MKID ADC Test Report
Rick Raffanti
July 28, 2009
Test Setup:
I tested the first-article MKID_ADC (also known as ADC2x550-12. The label silk-screened on the PCB says “ADC2x14-400”, referring to the other ADC chip that this board can accept, the TI ADS5474. This board was populated with two ADS54RF63I’s). The ADC board was plugged into a “miniROACH” FPGA board.
I drove the clock input with a 550MHz +6dBm sinewave from a Fluke 6062A synthesizer, and the ADC inputs from a PTS3200 synthesizer, via a power splitter and equal-length cables.
I wrote firmware to read a series of 1024 simultaneous samples from each of the two ADC channels into a FIFO buffer, then trickle the samples out through a serial port. Software on the PC provided quick-look waveforms, and stored the data in a file for further analysis using Excel.
Some waveforms
A) 15MHz large amplitude sampled at 550MHz, 1 channel driven
This is the maximum amplitude available from the synthesizer, 341mV rms as measured on my oscilloscope, or 964mV pp. Displayed amplitude is 3085 LSB’s pp, so full scale range is 1.28vpp.
B) Both channels driven. The two waveforms are nearly identical.
C) Both channels driven, 6dB attenuator in Q.
D) Both channels undriven, a couple LSBs difference in offset between channels. Rms noise level about 0.7LSBs, each channel.
E) 1024-point FFT of waveform as in A). No windowing applied.
Same as E), zoomed vertically x100.
F) 260MHz signal, 550MHz sampling.
G) FFT of F)
G), zoomed x100 in gain.
Crosstalk
I drove one input with a 1vpp 260MHz sinewave and looked at the other channel’s output, then took the FFT:
Can’t see any crosstalk
Frequency Response
I stepped the frequency through 20MHz increments to generate the following plots.

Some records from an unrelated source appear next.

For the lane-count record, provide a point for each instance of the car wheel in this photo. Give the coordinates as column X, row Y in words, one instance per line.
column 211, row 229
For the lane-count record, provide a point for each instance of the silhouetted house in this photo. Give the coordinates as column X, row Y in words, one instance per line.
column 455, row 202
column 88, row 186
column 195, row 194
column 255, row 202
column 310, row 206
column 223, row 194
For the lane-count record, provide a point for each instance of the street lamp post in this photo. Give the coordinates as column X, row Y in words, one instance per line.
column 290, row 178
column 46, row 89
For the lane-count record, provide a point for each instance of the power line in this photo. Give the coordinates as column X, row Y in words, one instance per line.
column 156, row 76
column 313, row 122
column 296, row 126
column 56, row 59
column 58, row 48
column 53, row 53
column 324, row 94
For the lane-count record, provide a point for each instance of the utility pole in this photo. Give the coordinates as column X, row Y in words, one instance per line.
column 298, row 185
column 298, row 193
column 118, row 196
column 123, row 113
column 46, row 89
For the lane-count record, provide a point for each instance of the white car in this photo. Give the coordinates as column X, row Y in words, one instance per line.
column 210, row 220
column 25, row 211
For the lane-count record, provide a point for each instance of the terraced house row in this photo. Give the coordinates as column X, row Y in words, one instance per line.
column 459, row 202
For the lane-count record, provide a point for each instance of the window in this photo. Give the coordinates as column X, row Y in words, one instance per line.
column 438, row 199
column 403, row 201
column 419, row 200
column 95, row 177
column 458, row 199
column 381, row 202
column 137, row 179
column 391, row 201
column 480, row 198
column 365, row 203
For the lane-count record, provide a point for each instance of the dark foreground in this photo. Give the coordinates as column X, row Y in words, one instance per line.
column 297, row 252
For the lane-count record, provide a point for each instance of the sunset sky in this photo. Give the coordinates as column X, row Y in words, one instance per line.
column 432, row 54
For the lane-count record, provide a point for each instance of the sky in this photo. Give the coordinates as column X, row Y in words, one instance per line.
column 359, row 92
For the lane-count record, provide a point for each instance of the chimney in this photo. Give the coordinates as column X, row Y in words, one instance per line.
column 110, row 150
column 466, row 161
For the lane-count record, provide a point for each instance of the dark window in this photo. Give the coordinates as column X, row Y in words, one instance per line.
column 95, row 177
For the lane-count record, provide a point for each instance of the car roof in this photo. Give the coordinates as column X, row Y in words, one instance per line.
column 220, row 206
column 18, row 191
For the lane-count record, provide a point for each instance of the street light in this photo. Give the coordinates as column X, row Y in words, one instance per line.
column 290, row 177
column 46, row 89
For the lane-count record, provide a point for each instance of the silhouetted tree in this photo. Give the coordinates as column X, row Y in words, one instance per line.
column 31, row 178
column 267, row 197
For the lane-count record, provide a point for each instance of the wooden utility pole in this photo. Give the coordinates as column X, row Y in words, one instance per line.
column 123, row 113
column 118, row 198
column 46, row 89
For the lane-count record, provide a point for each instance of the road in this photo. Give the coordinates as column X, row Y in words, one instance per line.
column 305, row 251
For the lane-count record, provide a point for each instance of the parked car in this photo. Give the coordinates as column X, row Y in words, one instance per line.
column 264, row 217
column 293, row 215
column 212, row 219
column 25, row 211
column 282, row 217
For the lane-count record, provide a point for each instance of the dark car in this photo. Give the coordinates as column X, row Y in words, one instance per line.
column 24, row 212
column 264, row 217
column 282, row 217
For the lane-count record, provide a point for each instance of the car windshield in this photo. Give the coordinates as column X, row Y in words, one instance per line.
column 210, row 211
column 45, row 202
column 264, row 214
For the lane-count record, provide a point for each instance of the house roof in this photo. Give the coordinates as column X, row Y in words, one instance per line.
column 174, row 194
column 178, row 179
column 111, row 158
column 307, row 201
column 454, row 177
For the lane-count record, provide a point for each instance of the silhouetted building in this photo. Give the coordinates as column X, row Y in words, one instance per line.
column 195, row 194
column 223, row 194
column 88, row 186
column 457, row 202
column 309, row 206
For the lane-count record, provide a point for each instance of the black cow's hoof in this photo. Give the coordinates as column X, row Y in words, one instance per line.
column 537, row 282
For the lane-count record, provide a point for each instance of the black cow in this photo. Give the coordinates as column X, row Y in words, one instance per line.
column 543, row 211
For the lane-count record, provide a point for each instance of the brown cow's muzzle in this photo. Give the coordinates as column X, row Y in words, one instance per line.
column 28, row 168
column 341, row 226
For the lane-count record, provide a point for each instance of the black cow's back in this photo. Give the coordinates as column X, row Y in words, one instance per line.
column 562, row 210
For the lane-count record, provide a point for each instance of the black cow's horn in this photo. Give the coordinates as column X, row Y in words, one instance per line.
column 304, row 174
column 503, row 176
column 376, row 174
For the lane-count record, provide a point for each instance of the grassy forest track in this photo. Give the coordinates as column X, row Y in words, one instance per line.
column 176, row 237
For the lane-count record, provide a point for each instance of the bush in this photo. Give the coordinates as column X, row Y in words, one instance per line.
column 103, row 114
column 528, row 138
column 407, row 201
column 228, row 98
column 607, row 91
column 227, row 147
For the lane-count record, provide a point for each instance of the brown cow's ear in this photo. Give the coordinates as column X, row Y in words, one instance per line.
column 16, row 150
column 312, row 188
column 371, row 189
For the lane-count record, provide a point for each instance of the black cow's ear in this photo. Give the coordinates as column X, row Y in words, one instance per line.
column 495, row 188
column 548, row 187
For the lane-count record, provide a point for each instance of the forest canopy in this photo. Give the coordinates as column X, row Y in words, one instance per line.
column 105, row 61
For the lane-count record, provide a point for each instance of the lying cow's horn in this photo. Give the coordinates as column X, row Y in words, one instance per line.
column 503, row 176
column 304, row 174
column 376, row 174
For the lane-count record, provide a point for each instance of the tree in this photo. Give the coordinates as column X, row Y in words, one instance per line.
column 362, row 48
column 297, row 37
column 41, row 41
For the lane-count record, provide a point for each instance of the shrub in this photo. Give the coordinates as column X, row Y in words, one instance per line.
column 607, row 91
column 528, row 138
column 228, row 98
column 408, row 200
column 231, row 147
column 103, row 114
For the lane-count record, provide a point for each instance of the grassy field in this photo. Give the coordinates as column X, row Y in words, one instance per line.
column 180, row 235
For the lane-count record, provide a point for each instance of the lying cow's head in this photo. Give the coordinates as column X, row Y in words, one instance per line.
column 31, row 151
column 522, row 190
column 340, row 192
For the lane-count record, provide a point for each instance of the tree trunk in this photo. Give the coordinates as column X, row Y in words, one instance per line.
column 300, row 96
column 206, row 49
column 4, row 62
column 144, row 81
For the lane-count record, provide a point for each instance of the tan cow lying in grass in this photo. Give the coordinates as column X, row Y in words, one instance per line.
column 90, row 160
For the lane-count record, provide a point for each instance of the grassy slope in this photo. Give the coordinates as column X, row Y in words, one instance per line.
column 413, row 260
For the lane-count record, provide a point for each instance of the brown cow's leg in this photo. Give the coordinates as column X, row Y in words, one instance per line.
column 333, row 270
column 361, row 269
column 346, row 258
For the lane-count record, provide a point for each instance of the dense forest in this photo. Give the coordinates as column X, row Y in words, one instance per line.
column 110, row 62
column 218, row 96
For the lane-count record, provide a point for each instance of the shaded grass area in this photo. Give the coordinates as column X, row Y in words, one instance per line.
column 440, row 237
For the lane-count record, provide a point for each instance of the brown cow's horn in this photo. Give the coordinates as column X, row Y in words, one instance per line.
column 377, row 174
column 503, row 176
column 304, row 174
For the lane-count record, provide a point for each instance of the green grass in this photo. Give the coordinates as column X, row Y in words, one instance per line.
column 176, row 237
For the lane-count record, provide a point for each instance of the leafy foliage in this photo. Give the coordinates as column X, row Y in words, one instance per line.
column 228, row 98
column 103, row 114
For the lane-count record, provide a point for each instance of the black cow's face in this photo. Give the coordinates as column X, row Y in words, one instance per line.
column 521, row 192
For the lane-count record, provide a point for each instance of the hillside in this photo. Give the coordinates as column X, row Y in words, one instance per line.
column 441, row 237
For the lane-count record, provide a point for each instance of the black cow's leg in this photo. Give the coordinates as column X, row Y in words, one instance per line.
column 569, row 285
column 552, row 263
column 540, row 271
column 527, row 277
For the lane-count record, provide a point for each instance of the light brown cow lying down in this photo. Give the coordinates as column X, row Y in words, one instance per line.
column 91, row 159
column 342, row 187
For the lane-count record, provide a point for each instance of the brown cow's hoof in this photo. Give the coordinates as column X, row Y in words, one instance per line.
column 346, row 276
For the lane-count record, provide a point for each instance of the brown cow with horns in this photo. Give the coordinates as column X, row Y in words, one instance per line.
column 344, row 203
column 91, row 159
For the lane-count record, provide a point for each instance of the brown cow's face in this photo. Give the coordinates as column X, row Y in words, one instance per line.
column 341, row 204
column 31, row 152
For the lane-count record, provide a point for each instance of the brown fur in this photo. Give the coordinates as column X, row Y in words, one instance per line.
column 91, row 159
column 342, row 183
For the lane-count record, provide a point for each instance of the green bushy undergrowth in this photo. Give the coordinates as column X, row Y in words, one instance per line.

Gain flatness is within 2dB to beyond the first Nyquist zone. The two channels match very well.
Data synchronism
In the waveforms above, it’s clear that where two waveforms are plotted, the samples are in sync. But I did catch it once where there was a 1-cycle delay between I & Q. There are no phase adjustments available inside the ADC chips, but there may be more robust clock phasing possible in the FPGA code. I’ll know more when I’ve tested a bunch of units.
Power/Thermal
The ADC chips dissipate 2.2W each and get hot; I measured a case temperature of 50C on the bench. This implies a junction temperature of about 100C, based on 24C/W junction-case thermal resistance. This should be OK; the data sheet says you can run them at 100C for years:
But if they will be in a hot environment, some airflow should be provided.